Part 2: Case Study Competition
A lot of applied statistical techniques are best learned by doing, such as experimental design, predictive modelling, simulation, etc. Probability models (what is covered in STAT 334) are often fairly theoretical, but STAT 334 is a course for business and accounting students, who are more interested in the applications. They are also familiar with the idea of case studies from the business courses they take.
Because of that, I decided to have a Case Study Competition in STAT 334. The choice of topic was completely up to the students (in groups of 3) and they had to take something of interest to their group and model it with a Markov Chain. The competition involved in-class presentations to their peers and a panel of judges, and a written report due after seeing all the presentations, so they could incorporate the judges' feedback and ideas from their fellow classmates. I also had them write a short reflective paper on what they learned from their own project and had them give some critique of 2/3 other groups' projects.
The competition went really well. It was well worth a week of class time to do the presentations, since we saw a huge variety of topics chosen by the students themselves, and many of the course concepts applied in various ways. The judges (other faculty in my department) were very impressed with what the students were able to do with the material after a fairly quick introduction. The funding from the LITE grant mostly went to cash prizes for the competition.
Through the process of choosing the topic, seeking out data sources, creating the transition matrix itself from the data, and then doing the analysis appropriate for their topic, the students gained a much better appreciation for the versatility of the Markov Chain model, as well as recognizing its limitations. Building the model themselves rather than starting from a model handed to them is essential to understanding how it works.
There were too many excellent topics to list them all, but I want to briefly highlight a few:
- Music - analyse music of different styles and then use the resulting chains to simulate music from each of the styles.
- Election results - using the last several Canadian elections, predict whether the incumbent party will win their seat.
- HIV/AIDS progression - predict the white blood cell count of a patient receiving treatment for HIV at 18-month intervals.
- Roulette - determine the optimal betting strategy when playing roulette, and see how long it takes to go bankrupt.

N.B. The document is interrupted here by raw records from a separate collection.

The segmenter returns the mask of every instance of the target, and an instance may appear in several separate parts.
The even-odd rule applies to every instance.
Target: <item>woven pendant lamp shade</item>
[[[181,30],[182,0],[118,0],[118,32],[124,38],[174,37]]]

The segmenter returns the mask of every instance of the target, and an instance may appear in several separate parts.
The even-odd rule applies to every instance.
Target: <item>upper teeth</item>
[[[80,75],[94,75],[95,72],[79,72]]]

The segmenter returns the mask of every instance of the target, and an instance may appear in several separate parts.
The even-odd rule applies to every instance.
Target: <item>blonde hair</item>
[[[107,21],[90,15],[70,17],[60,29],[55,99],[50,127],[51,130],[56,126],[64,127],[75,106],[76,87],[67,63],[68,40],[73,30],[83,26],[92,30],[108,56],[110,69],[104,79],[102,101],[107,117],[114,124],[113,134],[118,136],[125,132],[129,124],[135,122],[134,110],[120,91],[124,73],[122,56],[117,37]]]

- Genetics - given genotype information of two parents, model the genotype of their offspring
- Hockey/Basketball/Soccer (more than one group looked at this topic in different ways) - predict the performance of a team based on past performance, and see if "winning streaks" or "losing streaks" are statistically significant.
- Weather (again, more than one group looked at this topic) - predict rainfall/snowfall/weather based on the last few years/days information.
- Stocks/Bonds - predict change in bond rating (AAA, AA, etc) of a company, or the % change in monthly t-bill rates.
Overall the students gained a lot of experience and knowledge both from their own project and observing each others' projects. As one of the students wrote in their reflective paper, "The application of Markov Chains in our real life problems allowed us, as a class, to see the very appropriate application of one simple statistical concept in a kaleidoscope of areas in the world we live in today. The experience to me was one of the first, which I felt strengthened my conviction on the application of Math in everyday life."
As a teacher, I can't ask for a better result than that!